KIM JONG UN
Chapter Eleven - Collapse and Covid
Section 11 of 13
CHAPTER ELEVEN
Collapse and Covid
EVEN THE MOST sealed-off country on Earth couldn’t keep it out forever.
2020. The world froze. Flights grounded. Streets emptied. Borders slammed shut. COVID-19 swept across the globe like wildfire. Governments panicked. Economies crumbled. Hospitals overflowed.
And North Korea?
Declared zero cases.
The regime insisted it was untouched. Immune. A miracle of leadership. State media praised Kim Jong Un’s “quick and heroic action,” crediting him for saving the people before danger could enter.
But behind the myth, cracks were spreading.

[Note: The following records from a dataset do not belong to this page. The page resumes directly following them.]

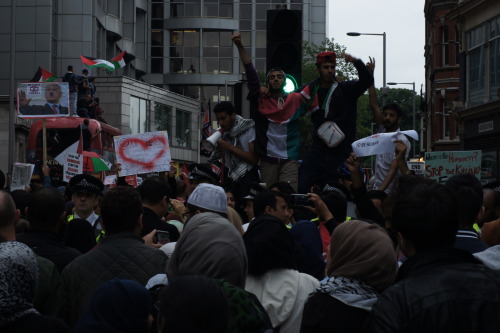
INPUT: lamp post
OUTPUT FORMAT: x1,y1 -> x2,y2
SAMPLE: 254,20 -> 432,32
387,82 -> 416,157
347,32 -> 387,104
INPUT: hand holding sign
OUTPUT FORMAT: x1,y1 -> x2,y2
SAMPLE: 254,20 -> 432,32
352,130 -> 418,157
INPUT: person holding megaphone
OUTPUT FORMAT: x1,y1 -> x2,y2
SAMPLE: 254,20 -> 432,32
209,102 -> 259,217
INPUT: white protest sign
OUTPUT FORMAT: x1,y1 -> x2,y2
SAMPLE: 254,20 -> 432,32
352,130 -> 418,157
10,162 -> 35,191
114,131 -> 171,177
63,153 -> 83,182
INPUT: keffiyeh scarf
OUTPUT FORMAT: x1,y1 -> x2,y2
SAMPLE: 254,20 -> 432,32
309,276 -> 379,311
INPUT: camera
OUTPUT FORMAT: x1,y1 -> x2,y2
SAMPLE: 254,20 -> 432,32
292,194 -> 313,206
156,230 -> 170,245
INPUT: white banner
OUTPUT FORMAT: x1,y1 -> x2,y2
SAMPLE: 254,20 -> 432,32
352,130 -> 418,157
63,153 -> 83,182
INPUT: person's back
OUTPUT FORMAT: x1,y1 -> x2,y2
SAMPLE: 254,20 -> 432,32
63,186 -> 168,325
17,188 -> 80,272
365,177 -> 500,332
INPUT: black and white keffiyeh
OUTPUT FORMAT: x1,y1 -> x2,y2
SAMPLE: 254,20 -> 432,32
209,115 -> 255,181
0,241 -> 39,327
309,276 -> 380,311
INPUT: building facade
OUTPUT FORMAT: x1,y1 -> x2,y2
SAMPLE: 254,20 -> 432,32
422,0 -> 460,151
145,0 -> 326,113
0,0 -> 200,174
447,0 -> 500,182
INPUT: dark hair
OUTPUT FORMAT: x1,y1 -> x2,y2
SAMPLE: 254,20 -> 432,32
269,181 -> 296,195
253,190 -> 285,217
0,190 -> 16,228
10,190 -> 30,215
446,174 -> 483,227
391,175 -> 458,252
28,187 -> 65,229
382,103 -> 403,117
137,176 -> 172,205
321,192 -> 347,222
101,186 -> 142,234
159,275 -> 229,333
214,102 -> 236,115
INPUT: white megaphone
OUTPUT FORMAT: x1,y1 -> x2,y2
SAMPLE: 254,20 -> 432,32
201,127 -> 224,153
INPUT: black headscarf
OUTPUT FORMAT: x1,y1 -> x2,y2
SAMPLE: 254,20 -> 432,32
243,215 -> 297,276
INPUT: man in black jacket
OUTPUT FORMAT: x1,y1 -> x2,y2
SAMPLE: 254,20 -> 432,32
366,176 -> 500,332
17,187 -> 80,272
61,186 -> 168,326
139,177 -> 180,242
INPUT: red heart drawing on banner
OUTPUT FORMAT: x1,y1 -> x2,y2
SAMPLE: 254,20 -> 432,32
118,136 -> 168,169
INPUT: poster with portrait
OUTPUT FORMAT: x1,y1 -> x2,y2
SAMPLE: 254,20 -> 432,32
17,82 -> 70,118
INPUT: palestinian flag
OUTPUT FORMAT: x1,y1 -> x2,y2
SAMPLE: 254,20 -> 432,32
111,51 -> 135,69
80,55 -> 115,72
30,67 -> 57,82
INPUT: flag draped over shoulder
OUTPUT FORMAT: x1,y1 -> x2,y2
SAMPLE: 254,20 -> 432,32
111,51 -> 135,69
80,55 -> 115,72
30,67 -> 57,82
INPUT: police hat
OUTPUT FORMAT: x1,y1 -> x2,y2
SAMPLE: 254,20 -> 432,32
69,173 -> 104,194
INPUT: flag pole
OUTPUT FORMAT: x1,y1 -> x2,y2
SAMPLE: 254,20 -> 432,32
42,118 -> 47,166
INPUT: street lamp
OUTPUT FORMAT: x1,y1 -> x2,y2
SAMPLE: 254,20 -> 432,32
387,82 -> 416,157
347,32 -> 387,104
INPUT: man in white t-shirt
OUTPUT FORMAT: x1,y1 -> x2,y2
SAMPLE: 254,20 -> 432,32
210,102 -> 259,214
373,103 -> 411,193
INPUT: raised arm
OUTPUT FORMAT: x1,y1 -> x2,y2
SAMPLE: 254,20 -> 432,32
366,57 -> 383,128
232,33 -> 260,95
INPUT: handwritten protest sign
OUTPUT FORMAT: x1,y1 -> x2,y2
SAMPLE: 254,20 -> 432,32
425,150 -> 482,182
10,162 -> 35,191
114,131 -> 171,176
63,153 -> 83,182
352,130 -> 418,157
406,162 -> 425,176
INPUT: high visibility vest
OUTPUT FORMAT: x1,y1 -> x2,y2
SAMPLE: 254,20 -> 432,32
66,214 -> 106,244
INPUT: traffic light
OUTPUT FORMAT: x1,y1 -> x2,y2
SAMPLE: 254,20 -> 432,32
266,9 -> 302,88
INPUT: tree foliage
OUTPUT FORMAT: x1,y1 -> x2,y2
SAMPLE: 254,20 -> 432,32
300,38 -> 421,157
302,38 -> 357,83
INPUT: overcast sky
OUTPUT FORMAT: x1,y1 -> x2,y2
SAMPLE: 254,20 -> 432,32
326,0 -> 425,94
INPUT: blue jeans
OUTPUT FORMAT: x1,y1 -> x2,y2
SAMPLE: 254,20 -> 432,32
299,149 -> 345,193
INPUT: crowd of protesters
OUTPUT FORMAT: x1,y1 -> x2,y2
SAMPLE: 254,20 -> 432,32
0,31 -> 500,333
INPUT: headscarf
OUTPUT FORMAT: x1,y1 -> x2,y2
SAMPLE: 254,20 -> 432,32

North Korea’s survival has always depended on control, not just of information, but of movement over its own people and over the flow of goods. When the borders closed, the entire system choked.
Trade with China, the country’s last lifeline, collapsed.
Smuggling dried up. Markets shut down. Medicine vanished. Factories stalled. Food shortages worsened. Famine loomed.
And then… Kim vanished.
April 2020. The leader disappeared from public view. No ribbon cuttings. No tours. No factory visits. Nothing. For three weeks, there wasn’t a single image of him. Not a single appearance. Not a single statement.
The world noticed.
Was he dead? Sick? In hiding? Was there a coup?
Rumors spread like wildfire. Even inside North Korea, where whisper networks carry more truth than television.
And then, suddenly, he reappeared.
Alive. Smiling. Touring a fertilizer plant. Looking thinner, slightly pale, but still standing. The state ran the footage like it was divine proof. The message was clear:
He never left. You just weren’t looking hard enough.
Still, something had shifted.
From that moment on, Kim’s appearances became even more erratic. He lost weight dramatically. His face sharpened. His posture changed. He vanished for longer stretches, sometimes weeks. And the longer he was gone, the louder the same question became:
Who runs North Korea if Kim dies?
There’s no designated successor. No clear plan. No second-in-command.
Only a sister. Rising fast in prominence, often standing just behind her brother, speaking for him, and threatening South Korea in his name. Cold. Sharp. Loyal. But not guaranteed.
And behind them all: a collapsing system.
COVID didn’t just bring illness. It brought silence. Empty shelves. Tightened surveillance. Broken supply chains. Hunger. Fear. And worst of all, for a regime built on spectacle, it brought stillness.
The myth couldn’t march.
The missiles paused.
The music stopped.
And the man who once held the world in suspense with a single tweet… was now quietly walking the edge of a dying economy, a starved population, and a crumbling throne.
Still in power.
Still feared.
But for the first time… maybe not forever.